Why Physical Therapy Is Your Best Bet For Treating Concussions

by Davy Brewster, PT, DPT, ATC/L, FMS-I, CCVRLeave a Comment

“I didn’t know that there was Physical Therapy for that!” I hear a variation of this phrase from most patients and even some physicians when I tell them that I am a physical therapist specializing in concussions. Over the last several years, much research has gone into concussions and treatment options. We confidently say that physical therapy is often very effective at treating concussion symptoms. We have also learned that 70% of concussions heal spontaneously on their own within 20 days. That brings up the question: When should someone seek physical therapy for their concussion?

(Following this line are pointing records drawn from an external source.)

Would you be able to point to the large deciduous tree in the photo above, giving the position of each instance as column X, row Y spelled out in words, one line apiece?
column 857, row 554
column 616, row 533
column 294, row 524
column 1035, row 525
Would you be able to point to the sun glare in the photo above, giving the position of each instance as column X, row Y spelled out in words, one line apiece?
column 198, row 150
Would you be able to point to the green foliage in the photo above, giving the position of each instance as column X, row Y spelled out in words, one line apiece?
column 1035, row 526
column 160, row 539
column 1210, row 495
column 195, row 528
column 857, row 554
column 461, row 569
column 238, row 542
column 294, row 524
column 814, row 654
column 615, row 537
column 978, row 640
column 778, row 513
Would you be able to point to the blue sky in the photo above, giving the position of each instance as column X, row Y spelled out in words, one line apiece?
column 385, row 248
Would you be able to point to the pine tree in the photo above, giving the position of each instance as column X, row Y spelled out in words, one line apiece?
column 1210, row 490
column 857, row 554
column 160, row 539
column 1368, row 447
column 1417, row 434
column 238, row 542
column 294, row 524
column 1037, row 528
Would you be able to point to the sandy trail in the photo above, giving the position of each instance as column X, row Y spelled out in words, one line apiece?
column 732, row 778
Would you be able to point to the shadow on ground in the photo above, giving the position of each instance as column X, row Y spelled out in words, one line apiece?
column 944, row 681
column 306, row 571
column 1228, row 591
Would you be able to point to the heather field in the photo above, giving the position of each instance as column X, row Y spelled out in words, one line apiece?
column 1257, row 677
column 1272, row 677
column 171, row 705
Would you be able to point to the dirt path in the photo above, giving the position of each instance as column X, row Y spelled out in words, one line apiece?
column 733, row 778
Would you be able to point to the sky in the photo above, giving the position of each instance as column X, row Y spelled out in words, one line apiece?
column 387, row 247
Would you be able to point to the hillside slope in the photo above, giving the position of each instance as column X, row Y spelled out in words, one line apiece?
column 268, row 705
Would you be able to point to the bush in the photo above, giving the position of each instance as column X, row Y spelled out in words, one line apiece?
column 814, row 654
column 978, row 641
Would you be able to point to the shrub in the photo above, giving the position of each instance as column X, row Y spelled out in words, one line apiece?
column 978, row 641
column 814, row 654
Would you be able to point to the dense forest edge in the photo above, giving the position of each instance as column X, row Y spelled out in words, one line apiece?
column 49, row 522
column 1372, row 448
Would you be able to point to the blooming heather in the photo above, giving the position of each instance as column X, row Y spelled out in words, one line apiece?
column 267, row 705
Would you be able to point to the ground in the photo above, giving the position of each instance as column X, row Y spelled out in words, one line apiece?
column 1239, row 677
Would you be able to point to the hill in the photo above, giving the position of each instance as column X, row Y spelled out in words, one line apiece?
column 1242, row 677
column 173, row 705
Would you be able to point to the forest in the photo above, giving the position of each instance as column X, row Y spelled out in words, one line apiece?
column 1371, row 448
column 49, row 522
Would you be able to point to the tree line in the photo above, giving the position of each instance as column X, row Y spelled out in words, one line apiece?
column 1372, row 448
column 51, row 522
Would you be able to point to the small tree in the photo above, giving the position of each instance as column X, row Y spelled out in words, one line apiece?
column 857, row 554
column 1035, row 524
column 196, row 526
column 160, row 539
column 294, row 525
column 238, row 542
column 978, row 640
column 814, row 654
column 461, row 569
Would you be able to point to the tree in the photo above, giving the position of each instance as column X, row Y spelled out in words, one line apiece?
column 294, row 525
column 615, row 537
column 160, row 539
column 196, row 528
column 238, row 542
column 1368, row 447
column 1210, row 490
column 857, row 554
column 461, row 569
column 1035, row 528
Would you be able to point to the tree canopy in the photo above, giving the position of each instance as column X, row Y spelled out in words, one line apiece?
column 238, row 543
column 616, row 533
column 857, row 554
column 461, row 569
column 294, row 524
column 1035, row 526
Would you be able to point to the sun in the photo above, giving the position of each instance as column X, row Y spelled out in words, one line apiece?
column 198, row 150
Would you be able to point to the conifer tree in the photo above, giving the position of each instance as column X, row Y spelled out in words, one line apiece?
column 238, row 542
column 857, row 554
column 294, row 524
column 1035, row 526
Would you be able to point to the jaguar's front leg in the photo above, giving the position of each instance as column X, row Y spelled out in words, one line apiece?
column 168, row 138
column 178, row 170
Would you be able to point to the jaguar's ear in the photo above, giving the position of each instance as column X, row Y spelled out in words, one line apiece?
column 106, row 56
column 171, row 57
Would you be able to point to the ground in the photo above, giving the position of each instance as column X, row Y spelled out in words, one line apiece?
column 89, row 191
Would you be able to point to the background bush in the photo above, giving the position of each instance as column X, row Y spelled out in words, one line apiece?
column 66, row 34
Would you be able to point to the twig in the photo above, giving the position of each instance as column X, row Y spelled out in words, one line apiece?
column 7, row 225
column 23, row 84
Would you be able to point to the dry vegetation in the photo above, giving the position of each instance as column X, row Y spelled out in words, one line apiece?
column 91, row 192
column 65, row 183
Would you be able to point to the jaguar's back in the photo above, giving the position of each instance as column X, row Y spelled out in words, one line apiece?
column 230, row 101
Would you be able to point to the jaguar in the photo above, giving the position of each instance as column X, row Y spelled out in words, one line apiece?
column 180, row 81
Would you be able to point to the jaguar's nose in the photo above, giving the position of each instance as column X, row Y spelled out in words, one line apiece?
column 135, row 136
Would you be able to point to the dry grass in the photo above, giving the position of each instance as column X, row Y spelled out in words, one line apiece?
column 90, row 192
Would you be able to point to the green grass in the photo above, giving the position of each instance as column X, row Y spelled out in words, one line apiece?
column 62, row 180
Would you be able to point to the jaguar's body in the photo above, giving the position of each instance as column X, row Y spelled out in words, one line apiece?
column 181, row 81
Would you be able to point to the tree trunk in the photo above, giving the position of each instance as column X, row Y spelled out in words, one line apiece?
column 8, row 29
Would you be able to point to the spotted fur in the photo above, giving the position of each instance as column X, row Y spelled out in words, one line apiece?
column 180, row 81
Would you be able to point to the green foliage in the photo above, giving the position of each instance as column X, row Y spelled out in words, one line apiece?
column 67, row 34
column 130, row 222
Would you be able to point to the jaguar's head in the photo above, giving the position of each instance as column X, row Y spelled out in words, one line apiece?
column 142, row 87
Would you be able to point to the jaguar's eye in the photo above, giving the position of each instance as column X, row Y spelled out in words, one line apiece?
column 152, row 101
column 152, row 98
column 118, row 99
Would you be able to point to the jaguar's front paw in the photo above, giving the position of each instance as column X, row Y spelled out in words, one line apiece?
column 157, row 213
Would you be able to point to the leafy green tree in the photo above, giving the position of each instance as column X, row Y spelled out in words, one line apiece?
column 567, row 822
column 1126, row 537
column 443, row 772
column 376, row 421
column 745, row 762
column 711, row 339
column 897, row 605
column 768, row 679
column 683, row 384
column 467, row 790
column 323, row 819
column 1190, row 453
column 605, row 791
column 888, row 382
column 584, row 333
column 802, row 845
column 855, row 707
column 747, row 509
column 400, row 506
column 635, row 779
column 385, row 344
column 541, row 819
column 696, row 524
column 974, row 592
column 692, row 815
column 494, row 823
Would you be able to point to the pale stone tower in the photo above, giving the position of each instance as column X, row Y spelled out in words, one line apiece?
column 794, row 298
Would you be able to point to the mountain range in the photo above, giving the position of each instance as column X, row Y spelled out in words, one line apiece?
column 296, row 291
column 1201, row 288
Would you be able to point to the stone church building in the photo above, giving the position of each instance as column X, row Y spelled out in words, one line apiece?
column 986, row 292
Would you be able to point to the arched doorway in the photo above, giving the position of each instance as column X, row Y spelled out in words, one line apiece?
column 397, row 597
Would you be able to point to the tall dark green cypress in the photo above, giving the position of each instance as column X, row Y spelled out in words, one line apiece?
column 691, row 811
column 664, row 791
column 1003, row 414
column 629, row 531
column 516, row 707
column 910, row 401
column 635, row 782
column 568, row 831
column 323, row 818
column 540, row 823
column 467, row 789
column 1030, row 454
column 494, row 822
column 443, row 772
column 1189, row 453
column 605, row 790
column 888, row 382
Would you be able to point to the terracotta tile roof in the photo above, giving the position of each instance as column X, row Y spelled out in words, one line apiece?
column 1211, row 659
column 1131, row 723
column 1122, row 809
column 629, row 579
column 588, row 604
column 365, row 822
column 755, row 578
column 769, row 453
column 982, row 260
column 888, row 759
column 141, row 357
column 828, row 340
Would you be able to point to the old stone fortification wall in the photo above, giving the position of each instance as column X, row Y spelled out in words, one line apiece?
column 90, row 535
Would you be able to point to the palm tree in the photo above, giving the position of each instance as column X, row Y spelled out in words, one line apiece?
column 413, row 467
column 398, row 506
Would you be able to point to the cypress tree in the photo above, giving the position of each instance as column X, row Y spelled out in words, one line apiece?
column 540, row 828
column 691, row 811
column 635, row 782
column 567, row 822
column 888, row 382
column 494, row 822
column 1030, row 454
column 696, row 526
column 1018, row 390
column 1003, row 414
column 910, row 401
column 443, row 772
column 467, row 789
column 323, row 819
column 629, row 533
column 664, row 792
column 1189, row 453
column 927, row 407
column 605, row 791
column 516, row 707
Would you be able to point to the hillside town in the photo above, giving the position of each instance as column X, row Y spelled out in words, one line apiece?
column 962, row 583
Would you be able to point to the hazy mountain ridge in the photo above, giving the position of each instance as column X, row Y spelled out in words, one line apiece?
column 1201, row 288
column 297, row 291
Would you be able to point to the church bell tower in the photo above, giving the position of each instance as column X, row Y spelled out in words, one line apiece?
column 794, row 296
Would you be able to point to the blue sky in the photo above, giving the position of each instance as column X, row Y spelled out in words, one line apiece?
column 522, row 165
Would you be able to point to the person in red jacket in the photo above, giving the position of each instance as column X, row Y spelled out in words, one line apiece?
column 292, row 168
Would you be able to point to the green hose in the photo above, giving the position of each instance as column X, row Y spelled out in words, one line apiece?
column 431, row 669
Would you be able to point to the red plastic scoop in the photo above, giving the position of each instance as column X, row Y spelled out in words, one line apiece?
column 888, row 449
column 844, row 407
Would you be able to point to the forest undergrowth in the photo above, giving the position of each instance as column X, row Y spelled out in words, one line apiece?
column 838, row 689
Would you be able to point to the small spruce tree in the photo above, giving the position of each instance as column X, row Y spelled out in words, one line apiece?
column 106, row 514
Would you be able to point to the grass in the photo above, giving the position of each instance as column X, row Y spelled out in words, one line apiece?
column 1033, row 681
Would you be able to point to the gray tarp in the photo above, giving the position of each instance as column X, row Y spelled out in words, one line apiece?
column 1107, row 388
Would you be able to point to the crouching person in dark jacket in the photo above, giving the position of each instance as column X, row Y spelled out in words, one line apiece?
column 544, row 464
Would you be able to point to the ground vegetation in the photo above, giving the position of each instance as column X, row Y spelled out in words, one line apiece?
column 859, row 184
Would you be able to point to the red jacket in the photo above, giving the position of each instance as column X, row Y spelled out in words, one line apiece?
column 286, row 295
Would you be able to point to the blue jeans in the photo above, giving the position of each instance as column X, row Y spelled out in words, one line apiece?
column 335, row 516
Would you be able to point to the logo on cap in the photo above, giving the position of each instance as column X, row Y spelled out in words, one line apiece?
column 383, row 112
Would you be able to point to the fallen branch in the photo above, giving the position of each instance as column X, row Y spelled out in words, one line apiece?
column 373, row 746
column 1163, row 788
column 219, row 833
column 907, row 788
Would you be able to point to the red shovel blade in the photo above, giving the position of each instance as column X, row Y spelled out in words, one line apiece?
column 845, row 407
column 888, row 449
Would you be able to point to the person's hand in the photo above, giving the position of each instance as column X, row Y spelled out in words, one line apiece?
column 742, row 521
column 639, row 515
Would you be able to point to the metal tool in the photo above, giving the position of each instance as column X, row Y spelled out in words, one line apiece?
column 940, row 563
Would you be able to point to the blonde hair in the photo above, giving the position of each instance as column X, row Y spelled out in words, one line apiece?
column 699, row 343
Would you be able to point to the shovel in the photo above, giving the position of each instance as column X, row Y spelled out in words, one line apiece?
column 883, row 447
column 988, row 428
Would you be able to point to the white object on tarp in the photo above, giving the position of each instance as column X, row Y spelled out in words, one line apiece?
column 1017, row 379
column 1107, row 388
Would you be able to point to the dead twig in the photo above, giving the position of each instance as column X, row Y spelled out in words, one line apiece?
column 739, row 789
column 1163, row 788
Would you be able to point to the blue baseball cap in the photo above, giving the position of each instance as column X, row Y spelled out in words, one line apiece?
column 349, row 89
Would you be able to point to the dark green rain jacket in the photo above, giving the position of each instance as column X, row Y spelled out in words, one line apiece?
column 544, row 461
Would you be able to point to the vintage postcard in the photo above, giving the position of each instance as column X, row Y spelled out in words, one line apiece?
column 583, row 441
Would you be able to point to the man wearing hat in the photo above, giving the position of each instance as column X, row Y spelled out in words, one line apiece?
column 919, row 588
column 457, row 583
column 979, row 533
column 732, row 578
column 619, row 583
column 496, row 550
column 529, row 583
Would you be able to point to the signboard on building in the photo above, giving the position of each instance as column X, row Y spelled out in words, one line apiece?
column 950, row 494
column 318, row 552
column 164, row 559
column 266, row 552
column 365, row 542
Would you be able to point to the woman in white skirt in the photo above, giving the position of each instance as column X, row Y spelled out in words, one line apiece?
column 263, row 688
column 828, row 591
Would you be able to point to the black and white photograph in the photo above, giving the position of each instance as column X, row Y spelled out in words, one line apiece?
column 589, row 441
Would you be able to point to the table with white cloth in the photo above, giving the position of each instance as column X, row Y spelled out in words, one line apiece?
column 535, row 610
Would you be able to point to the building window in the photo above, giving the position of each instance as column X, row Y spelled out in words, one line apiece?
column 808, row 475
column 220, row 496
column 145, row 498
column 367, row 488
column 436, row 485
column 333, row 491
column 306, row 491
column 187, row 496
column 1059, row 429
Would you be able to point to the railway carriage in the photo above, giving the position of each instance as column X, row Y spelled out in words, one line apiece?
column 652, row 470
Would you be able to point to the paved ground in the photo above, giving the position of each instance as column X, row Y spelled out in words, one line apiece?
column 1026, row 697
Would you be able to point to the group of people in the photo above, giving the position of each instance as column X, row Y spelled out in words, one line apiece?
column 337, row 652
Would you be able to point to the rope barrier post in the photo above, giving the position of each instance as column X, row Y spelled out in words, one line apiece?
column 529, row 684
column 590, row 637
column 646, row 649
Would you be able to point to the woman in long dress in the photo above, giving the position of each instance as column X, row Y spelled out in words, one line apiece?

Recent research indicates that despite most concussions healing on their own, there is a benefit to starting physical therapy quickly.

Physical therapy treatment for concussions falls into three major categories: Exertional, cervical, and vestibular. Starting therapy early is beneficial for all three of these categories.

1. Exertional therapy is the newest category of concussion physical therapy that has received a lot of attention with research. There is more high quality (randomized controlled trials) on this topic as of 20191. Exertional physical therapy for concussions includes, but is not limited to, cardiovascular exercise, activity-specific exercise (simulating daily work or sport activities), and plyometric movements (jumping and agility). Early performance of these activities has shown a decrease in duration with concussion symptoms from 17 days to 13 days in adolescents.1

2. Cervical therapy is known to be an effective treatment for whiplash-type injuries. These often occur with concussion injuries due to the rotational nature of a concussion. Treatment of resultant neck pain allows for decreased pain, headaches, and other symptoms originating from the neck. It also allows for improved tolerance to vestibular exercises.2

3. Vestibular therapy is often the most profound yet confusing area of focus for patients. This system is not something we learn about in our high school anatomy or physiology classes. Often understood as the “crystals in my ears,” this system is a major contributor to our balance, coordination, and acceleration sensation. This includes focusing on what we are looking at as we move around. After a concussion, issues with this system may feel like dizziness, floaty feeling, or blurred vision. This can also lead to feelings of eye strain/fatigue and headaches. Treating vestibular issues beyond balance and “the crystals” allow for earlier return to play/return to work, improved symptom management, and decreased likelihood of longer-term issues.3 Through a dynamic and thorough evaluation, a trained physical therapist should be able to distinguish vestibular concerns effectively.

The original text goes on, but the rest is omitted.